As for $κ$, the imaginary part is a term that expresses absorption(the amplitude decreases as we get inside the material).That is: $$E(x,t)=E_0e^{-k_{im} z}e^{i(kx-ωt)} $$ , with $$k_{im} =ω \sqrt{ {εμ \over 2}}[\sqrt{1+ {σ \over εω}^2}-1]^{1/2} $$. The distance at which the amplitude decreases by a factor of $1/e $ is defined as $$d={1 \over k_{im}} $$ Note that $σ$ is the special electrical conductivity.

The electric susceptibility $χ_e$ of a dielectric material is a measure of how easily it polarizes in response to an electric field.
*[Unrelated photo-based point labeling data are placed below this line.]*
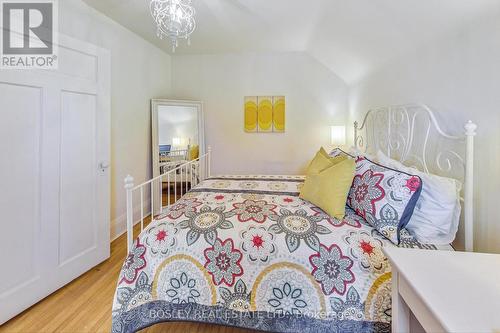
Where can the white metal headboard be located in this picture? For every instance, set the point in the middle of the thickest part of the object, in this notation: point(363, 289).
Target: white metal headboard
point(412, 135)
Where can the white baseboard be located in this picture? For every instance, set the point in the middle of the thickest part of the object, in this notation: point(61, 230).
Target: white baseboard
point(119, 225)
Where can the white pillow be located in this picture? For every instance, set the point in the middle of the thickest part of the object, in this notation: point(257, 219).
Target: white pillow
point(437, 213)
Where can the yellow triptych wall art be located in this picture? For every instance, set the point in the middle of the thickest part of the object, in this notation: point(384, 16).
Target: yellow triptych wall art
point(265, 114)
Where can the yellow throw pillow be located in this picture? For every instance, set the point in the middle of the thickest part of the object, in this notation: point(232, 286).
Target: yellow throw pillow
point(328, 188)
point(194, 152)
point(322, 161)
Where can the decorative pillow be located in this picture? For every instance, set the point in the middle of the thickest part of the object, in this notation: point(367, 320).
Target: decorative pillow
point(322, 161)
point(437, 213)
point(329, 187)
point(353, 153)
point(338, 152)
point(384, 197)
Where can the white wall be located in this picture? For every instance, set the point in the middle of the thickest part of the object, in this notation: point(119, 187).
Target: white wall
point(139, 72)
point(460, 77)
point(315, 99)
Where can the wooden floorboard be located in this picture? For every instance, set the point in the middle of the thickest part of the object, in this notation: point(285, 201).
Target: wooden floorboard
point(84, 305)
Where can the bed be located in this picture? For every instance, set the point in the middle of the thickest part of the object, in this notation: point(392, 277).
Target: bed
point(246, 251)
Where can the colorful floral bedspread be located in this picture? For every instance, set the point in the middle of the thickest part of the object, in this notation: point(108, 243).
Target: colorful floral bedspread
point(245, 251)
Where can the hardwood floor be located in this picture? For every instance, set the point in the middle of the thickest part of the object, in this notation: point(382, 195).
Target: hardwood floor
point(84, 305)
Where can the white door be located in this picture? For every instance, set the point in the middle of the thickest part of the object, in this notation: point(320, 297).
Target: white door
point(54, 192)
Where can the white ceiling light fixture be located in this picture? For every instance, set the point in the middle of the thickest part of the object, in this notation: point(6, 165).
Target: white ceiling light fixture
point(174, 19)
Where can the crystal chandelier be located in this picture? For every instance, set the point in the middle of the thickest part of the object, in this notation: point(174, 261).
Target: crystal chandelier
point(174, 19)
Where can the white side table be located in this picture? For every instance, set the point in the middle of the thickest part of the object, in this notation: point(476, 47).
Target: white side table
point(446, 291)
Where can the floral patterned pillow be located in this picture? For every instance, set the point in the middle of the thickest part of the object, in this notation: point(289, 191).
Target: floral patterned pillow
point(384, 197)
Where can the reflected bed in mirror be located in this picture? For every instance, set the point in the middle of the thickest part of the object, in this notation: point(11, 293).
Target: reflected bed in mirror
point(177, 136)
This, in turn, determines the electric permittivity of the material and thus influences many other phenomena in that medium, from the capacitance of capacitors to the speed of light.

It is defined as the constant of proportionality (which may be a tensor) relating an electric field E to the induced dielectric polarization density P such that: $$P=ε_0 χ_ε Ε $$

where $ε_0$ is the electric permittivity of free space.
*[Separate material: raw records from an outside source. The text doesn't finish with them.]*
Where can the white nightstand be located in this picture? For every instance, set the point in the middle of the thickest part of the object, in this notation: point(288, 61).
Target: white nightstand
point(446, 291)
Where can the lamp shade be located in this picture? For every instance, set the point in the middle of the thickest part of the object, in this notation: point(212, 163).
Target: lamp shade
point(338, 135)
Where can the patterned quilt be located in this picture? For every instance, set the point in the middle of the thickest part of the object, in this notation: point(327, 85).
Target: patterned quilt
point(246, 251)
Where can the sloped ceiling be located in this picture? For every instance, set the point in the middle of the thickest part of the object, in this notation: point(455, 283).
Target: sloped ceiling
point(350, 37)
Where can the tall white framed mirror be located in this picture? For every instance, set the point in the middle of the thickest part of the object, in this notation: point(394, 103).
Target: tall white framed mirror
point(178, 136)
The susceptibility of a medium is related to its relative permittivity $ε_0$ by $$χ_ε = ε_r -1$$.

Note, as commented at your question by Sebastian Riese, that in general $ε_r $ is a function of the properties of the material.

Hope this helps with your question.

EDIT

As for reflectivity, it depends on the angle of incident on the surfaco of the material and properties as $ε and μ$. You can prove, as the most simple example that that the Reflection and Transmission factors are: $$R={n_1 -n_2 \over n_1 +n_2}^2 $$ $$T={4n_1 n_2 \over (n_1 +n_2)^2} $$ where n is the index of refraction defined as: $$n=\sqrt{εμ \over ε_0 μ_0} $$ and it is also: $$k=k_{re} +i k_{im} $$ with: $$k^2 =μεω^2 +ι μσω$$, so there is a connection between $k$ and the reflection factor.

That's all. Hope I helped.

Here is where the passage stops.